Apple Watch thieves arrested after owner 'pings' device | Cult of Mac

Apple Watch thieves arrested after owner ‘pings’ device during police search


Apple Watch thieves arrested after owner 'pings' device during police search
Lesson: Don't steal an Apple Watch.
Photo: Lewis Wallace/Cult of Mac

Two possible Apple Watch thieves have been jailed after the rightful owner “pinged” the device while police officers were searching the thieves’ home.

Pinging an Apple Watch from an iPhone is a way to find your watch if you’ve somehow misplaced it. From the sound of things, it’s pretty great to do if a couple of criminals have stolen your Apple Watch, too.

A Fox40 report notes that:

“Officials said investigators tracked down the location of an Apple Watch stolen in Roseville Wednesday to a parking lot on Auburn Boulevard near Whyte Avenue. In the parking lot was a motorhome with 21-year-old Elijah Filson and 38-year-old Jacob Cummins inside, both of whom were on probation, investigators said.”

While the police were searching the motorhome, the owner of the Apple Watch pinged it. This caused it to emit a sound, leading the officers to its hiding place in a cabinet in the back of the motorhome. The two suspected thieves were booked on charges including possession of stolen property and possession of a controlled substance.

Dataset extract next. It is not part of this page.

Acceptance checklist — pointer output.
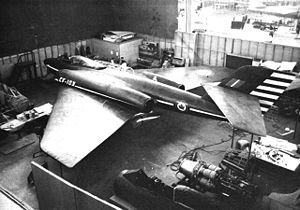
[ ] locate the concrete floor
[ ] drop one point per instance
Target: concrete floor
(151, 147)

Find My iPhone: Finding Apple Watch thieves and more

Most users know that it’s possible to ping an iPhone from an Apple Watch. However, not everyone knows that the reverse is also true. In order to ping your Apple Watch, it must be connected to the internet. Users must then launch the Find My iPhone app on their device, and sign into iCloud. Next, select the Apple Watch from the list of devices. The Watch will then appear on a map, showing its location. Tapping the Watch icon brings up the option of a “play sound” button.

Find My iPhone has been used to track down many stolen Apple devices over the years. The feature was first introduced in August 2011. It displays the location of iDevices on a world map, using GPS to pinpoint exact location. At last year’s Coachella music festival, Find My iPhone helped catch a thief who had stolen 100 phones. More notably, it was even used to save a kidnapped bride from a forced marriage.